Pertama, foto Jokowi lengkap bersanding dengan latar belakang infrastruktur dan militerisme bersandingan. Aku tak ambil pusing. Barangkali gambar itu memang representatif untuk rezim pembangunan hari ini. Kedua, ini yang bikin pusing tak berkira. Penyunting menuliskan catatan seperti ini di akhir tulisan: “*Penulis adalah mahasiswa jurusan Sosiologi UIN Sunan Kalijaga, saat ini menjadi anggota magang ARENA, mempunyai hobi memotong senja.” Brengsek betul! Apa-apaan ini? Apa maksud memotong senja? Kau kira akukah orang-orang yang meromantisasi kopi di senja hari dengan dua baris caption di unggahan story Whatsapp itu? Cukup lama kupikirkan itu, namun lambat larut dengan tagihan tulisan Slilit.

(Rencana penulisan Majalah Slilit Arena tahun 2020)

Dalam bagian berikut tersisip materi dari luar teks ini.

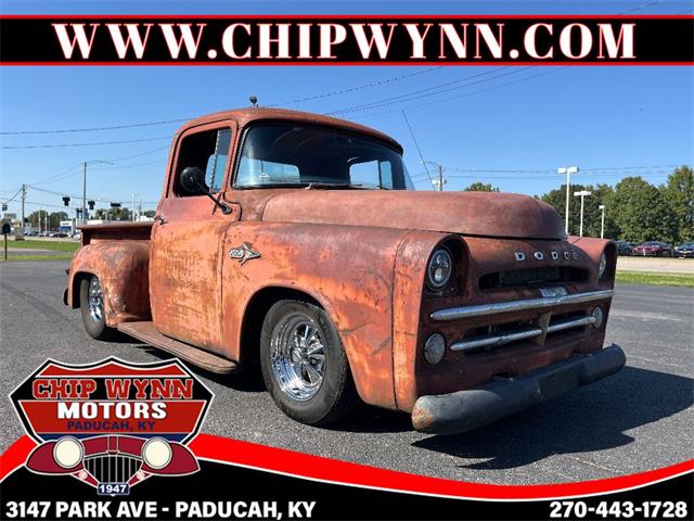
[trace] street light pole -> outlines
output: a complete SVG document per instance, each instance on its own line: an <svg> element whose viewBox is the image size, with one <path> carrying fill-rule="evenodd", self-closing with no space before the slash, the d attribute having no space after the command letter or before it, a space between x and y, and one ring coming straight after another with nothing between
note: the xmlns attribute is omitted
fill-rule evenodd
<svg viewBox="0 0 694 521"><path fill-rule="evenodd" d="M562 166L556 171L558 174L566 174L566 212L564 213L564 230L568 236L568 204L569 204L569 190L571 186L571 174L576 174L579 170L578 166Z"/></svg>
<svg viewBox="0 0 694 521"><path fill-rule="evenodd" d="M584 200L584 198L587 198L590 194L591 194L591 192L589 192L588 190L581 190L580 192L574 192L575 196L581 198L581 224L579 226L579 232L578 232L579 237L583 237L583 200Z"/></svg>
<svg viewBox="0 0 694 521"><path fill-rule="evenodd" d="M87 164L103 163L104 165L113 165L111 161L89 160L82 163L82 225L87 224Z"/></svg>
<svg viewBox="0 0 694 521"><path fill-rule="evenodd" d="M444 191L444 183L446 182L444 180L444 167L436 163L435 161L423 161L422 164L430 164L436 166L436 169L438 170L438 180L437 181L433 181L435 187L438 187L438 191L442 192Z"/></svg>

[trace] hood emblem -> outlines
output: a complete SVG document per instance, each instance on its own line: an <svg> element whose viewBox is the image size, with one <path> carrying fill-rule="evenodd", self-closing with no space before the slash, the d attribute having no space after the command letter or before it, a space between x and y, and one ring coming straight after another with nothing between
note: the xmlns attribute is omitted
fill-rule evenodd
<svg viewBox="0 0 694 521"><path fill-rule="evenodd" d="M259 256L260 252L256 252L252 247L252 244L248 244L247 242L244 242L241 246L232 247L231 250L229 250L229 257L235 258L241 263L242 266L246 264L246 262L253 258L258 258Z"/></svg>

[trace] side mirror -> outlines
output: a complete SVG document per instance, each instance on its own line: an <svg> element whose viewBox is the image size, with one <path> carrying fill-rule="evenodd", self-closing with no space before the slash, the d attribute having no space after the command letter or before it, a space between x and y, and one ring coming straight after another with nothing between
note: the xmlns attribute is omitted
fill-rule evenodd
<svg viewBox="0 0 694 521"><path fill-rule="evenodd" d="M189 193L209 193L209 188L205 183L205 173L197 166L187 166L183 168L179 182L183 190Z"/></svg>

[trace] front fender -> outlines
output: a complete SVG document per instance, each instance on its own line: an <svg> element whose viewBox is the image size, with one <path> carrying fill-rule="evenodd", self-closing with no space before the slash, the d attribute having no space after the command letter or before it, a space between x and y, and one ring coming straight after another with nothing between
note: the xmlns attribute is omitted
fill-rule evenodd
<svg viewBox="0 0 694 521"><path fill-rule="evenodd" d="M150 320L150 244L145 241L95 242L79 249L69 267L66 304L80 307L79 283L95 275L104 294L106 325Z"/></svg>
<svg viewBox="0 0 694 521"><path fill-rule="evenodd" d="M339 332L361 398L395 408L393 280L407 230L336 225L241 223L224 243L222 305L228 356L241 359L241 325L254 295L286 288L310 295ZM259 257L242 264L231 249ZM261 317L258 317L261 318Z"/></svg>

Tulisan Slilit-ku tak pernah muncul menjadi sebuah majalah. Begitu yang kutahu. Banyak sebab yang menghantui kami. Singkatnya, lagi-lagi tulisan kami seangkatan tak layak naik. Itu yang kuingat. Sebab, setelahnya aku harus berpisah dengan Arena ke kampus sebelah. Hingga akhir, aku tak pernah menjadi anggota resmi komunitas pecinta gorengan ini. Melihat Arena dari jauh menjadi satu-satunya opsi yang bisa ditempuh. Tak ada lagi coretan-coretan dinding, tak ada lagi bantingan gorengan, tak ada lagi daftar nama-nama yang belum mengirimkan tulisan bulan itu, dan banyak tak ada lagi-tak ada lagi lainnya.
Memuja takdir sepertinya kadang diperlukan. Pangkalnya, aku tak bisa lepas dari Arena dan segala macam isinya. Suatu waktu, aku bertemu ketika sedang meliput di daerah konflik agraria. Di lain kesempatan, bertemu di kantor kepolisian yang sedang didemo habis-habisan. Kali yang lain lagi, demonstrasi di Jalan Gejayan mempertemukan kami. Hari lain lagi, kami bertemu dalam sebuah diskusi publik yang ku panitiai. Pun ketika menonton video di Youtube! Pria bertopi bintang merah yang dulu kerap menagihku tulisan, muncul mengulas buku Surplus Pekerja di Kapitalisme Pinggiran karya senior cum kameradku di kampus baru. Anwyay, kau masih bisa melihat videonya di sini untuk mendengarkan ulasannya atau sekadar menambah pundi angka penontonnya. Sialan betul Arena ada di mana-mana. Sayangnya, ia tak pernah benar-benar menjauh. Maaf kuralat. Untungnya ia tak pernah benar-benar menjauh.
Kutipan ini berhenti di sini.